Le candidat de gauche colombien, Iván Cepeda, a reconnu sa défaite face au candidat d'extrême droite, Gustavo Petro, à l'issue du second tour de l'élection présidentielle, le scrutin le plus serré de l'histoire du pays. Avec 50,2% des voix contre 49,8% pour Cepeda, Petro l'emporte par une marge de seulement 0,4 point de pourcentage, soit environ 120 000 voix d'écart sur près de 30 millions de suffrages exprimés.
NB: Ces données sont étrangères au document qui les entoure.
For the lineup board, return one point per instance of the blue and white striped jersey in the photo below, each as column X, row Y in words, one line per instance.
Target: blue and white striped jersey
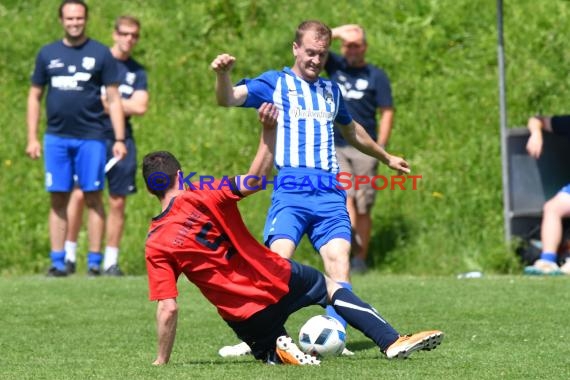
column 307, row 112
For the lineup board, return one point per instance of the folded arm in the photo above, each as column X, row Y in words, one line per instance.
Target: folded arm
column 263, row 162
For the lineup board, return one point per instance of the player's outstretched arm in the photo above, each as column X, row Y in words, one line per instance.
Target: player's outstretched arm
column 226, row 94
column 263, row 162
column 34, row 147
column 535, row 126
column 356, row 135
column 166, row 319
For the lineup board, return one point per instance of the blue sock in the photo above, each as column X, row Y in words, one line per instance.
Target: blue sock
column 548, row 256
column 365, row 318
column 94, row 260
column 58, row 259
column 331, row 312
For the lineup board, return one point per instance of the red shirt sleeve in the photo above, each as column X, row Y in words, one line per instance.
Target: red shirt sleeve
column 162, row 276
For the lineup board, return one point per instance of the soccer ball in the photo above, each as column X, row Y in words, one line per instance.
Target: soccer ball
column 322, row 336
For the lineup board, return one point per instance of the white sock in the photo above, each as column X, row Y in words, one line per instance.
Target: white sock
column 70, row 250
column 111, row 257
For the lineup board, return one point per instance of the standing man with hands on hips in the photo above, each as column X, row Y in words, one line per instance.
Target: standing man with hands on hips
column 74, row 69
column 367, row 92
column 121, row 176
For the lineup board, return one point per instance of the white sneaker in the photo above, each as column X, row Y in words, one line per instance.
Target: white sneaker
column 565, row 268
column 240, row 349
column 289, row 353
column 543, row 268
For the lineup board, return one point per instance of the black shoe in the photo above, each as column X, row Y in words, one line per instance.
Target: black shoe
column 70, row 267
column 94, row 272
column 114, row 270
column 54, row 272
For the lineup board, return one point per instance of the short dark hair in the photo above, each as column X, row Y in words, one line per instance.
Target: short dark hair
column 323, row 32
column 79, row 2
column 126, row 19
column 160, row 172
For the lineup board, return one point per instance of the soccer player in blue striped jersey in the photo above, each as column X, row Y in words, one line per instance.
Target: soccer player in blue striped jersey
column 305, row 196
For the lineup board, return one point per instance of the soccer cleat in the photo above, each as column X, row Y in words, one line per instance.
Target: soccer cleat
column 543, row 268
column 113, row 270
column 240, row 349
column 70, row 267
column 54, row 272
column 94, row 272
column 288, row 353
column 407, row 344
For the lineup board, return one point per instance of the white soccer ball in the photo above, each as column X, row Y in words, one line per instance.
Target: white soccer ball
column 322, row 336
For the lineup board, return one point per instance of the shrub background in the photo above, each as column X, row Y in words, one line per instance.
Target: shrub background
column 440, row 55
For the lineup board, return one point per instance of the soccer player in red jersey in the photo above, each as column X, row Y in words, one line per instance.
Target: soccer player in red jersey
column 200, row 233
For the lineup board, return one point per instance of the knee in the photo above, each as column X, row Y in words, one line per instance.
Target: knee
column 93, row 199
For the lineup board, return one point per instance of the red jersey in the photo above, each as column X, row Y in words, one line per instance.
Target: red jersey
column 202, row 235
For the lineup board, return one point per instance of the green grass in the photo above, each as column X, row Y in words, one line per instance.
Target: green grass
column 504, row 327
column 443, row 65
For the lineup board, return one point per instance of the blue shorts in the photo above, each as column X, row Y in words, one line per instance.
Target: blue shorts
column 69, row 157
column 122, row 176
column 307, row 286
column 307, row 201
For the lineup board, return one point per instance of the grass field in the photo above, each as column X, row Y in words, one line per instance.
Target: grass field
column 441, row 57
column 498, row 327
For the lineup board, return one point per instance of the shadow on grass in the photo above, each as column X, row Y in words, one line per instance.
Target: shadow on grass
column 385, row 235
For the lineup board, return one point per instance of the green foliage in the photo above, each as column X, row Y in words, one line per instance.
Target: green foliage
column 80, row 328
column 441, row 56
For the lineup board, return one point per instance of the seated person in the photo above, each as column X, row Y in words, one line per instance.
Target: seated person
column 556, row 208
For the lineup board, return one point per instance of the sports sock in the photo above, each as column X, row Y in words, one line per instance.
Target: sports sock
column 364, row 317
column 94, row 260
column 548, row 256
column 70, row 251
column 331, row 311
column 58, row 259
column 111, row 256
Une reconnaissance rapide pour préserver la démocratie
Dès la publication des résultats officiels par le Registre national de l'état civil, Iván Cepeda a téléphoné à Gustavo Petro pour le féliciter et lui souhaiter bonne chance pour son mandat. Dans une déclaration à la presse, Cepeda a souligné l'importance de respecter la volonté populaire et d'éviter toute tension post-électorale. "La démocratie colombienne sort renforcée de ce scrutin historique. J'appelle tous mes partisans à accepter le résultat et à travailler ensemble pour l'unité nationale", a-t-il déclaré.
Un climat de polarisation extrême
La campagne électorale a été marquée par une polarisation sans précédent entre les deux candidats, représentant des visions radicalement opposées pour l'avenir du pays. Gustavo Petro, ancien guérillero du M-19 et maire de Bogotá, propose un programme de réformes sociales et économiques ambitieuses, tandis que Cepeda, sénateur et défenseur des droits de l'homme, prônait une approche plus modérée de gauche. Les observateurs internationaux ont salué le déroulement pacifique du scrutin, malgré des tensions et des accusations de fraude de part et d'autre.
Une participation record
Le taux de participation a atteint 68%, un record historique pour une élection présidentielle en Colombie, dépassant les 63% du premier tour. Les électeurs se sont massivement déplacés aux urnes, notamment dans les zones rurales et les régions traditionnellement abstentionnistes. Cette mobilisation est perçue comme un signe de l'importance de ce scrutin pour l'avenir du pays, confronté à des défis majeurs tels que l'insécurité, la pauvreté et la corruption.
Les défis du nouveau président
Gustavo Petro devra faire face à une opposition parlementaire forte, la coalition de Cepeda détenant une majorité relative au Congrès. Parmi ses priorités figurent la mise en œuvre de l'accord de paix avec les FARC, la lutte contre les inégalités, la transition énergétique et la réforme du système de santé. Sur le plan international, Petro a promis de renforcer les liens avec les pays voisins et de jouer un rôle actif dans la lutte contre le changement climatique. Son mandat débutera le 7 août prochain.
Réactions internationales
Plusieurs dirigeants mondiaux ont félicité Gustavo Petro pour sa victoire, notamment le président américain Joe Biden, qui a salué "la force de la démocratie colombienne". L'Union européenne a exprimé son espoir de voir la Colombie poursuivre sur la voie de la paix et de la prospérité. De son côté, le président vénézuélien Nicolás Maduro a proposé une coopération bilatérale renforcée. La Chine et la Russie ont également adressé leurs félicitations, soulignant l'importance de la stabilité dans la région.